Can anyone explain what causes this for better understanding of the environment?
emacs, unix
input:
with open("example.txt", "r") as f:
for files in f:
print files
split = files.split()
print split
output:
Hello world
['Hello', 'world']
Hello wörld
['Hello', 'w\xf6rld']
Python is printing the string representation, which includes a non-printable byte. Non-printable bytes (anything outside the ASCII range or a control character) is displayed as an escape sequence.
The point is that you can copy that representation and paste it into Python code or into the interpreter, producing the exact same value.
The \xf6
escape code represents a byte with hex value F6, which when interpreted as a Latin-1 byte value, is the ö
character.
You probably want to decode that value to Unicode to handle the data consistently. If you don't yet know what Unicode really is, or want to know anything else about encodings, see:
The Absolute Minimum Every Software Developer Absolutely, Positively Must Know About Unicode and Character Sets (No Excuses!) by Joel Spolsky
The Python Unicode HOWTO
Pragmatic Unicode by Ned Batchelder
In python, lists are simply printed using unicode encoding. Basically printing a list makes the list calls __repr__
on each element (which results in a unicode print for strings).
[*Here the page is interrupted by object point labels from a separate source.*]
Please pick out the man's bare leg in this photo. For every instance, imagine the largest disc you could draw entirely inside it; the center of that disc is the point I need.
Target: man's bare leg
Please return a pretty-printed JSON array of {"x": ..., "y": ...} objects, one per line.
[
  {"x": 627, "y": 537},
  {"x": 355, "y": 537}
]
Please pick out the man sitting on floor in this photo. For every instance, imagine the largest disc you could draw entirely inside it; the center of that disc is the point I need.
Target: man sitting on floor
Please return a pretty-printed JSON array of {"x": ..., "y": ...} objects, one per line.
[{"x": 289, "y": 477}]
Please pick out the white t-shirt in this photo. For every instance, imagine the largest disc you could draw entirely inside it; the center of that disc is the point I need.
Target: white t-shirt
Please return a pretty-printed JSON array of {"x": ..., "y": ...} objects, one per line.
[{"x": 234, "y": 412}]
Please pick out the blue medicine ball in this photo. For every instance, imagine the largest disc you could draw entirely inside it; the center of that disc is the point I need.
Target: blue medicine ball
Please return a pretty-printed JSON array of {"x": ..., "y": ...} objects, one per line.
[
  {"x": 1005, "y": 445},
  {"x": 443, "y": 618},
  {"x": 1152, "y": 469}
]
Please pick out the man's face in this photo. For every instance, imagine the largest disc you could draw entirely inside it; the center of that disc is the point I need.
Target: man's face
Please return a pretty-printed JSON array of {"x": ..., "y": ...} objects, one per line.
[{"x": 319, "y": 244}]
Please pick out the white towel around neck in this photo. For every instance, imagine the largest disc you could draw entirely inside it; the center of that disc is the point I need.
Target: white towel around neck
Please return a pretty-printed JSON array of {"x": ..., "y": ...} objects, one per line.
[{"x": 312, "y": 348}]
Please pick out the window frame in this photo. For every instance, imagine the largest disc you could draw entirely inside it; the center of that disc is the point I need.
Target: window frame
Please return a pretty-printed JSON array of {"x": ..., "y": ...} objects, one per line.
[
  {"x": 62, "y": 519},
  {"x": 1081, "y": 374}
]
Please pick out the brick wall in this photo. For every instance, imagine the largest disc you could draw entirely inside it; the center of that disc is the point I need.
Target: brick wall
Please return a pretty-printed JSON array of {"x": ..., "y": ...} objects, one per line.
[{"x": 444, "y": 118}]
If you print each element by itself (in which case a strings __str__
method is used, rather than the list's) you get what you expect.
with open("example.txt", "r") as f:
for inp in f:
files = inp.decode('latin-1') // just to make sure this works on different systems
print files
split = files.split()
print split
print split[0]
print split[1]
Output:
hello world
[u'hello', u'world']
hello
world
hello wörld
[u'hello', u'w\xf6rld']
hello
wörld
python-mode.el
After adapting the print-forms for Python3
py-execute-buffer-python3
prints nicely:
Hello world
['Hello', 'world']
Hello wörld
['Hello', 'wörld']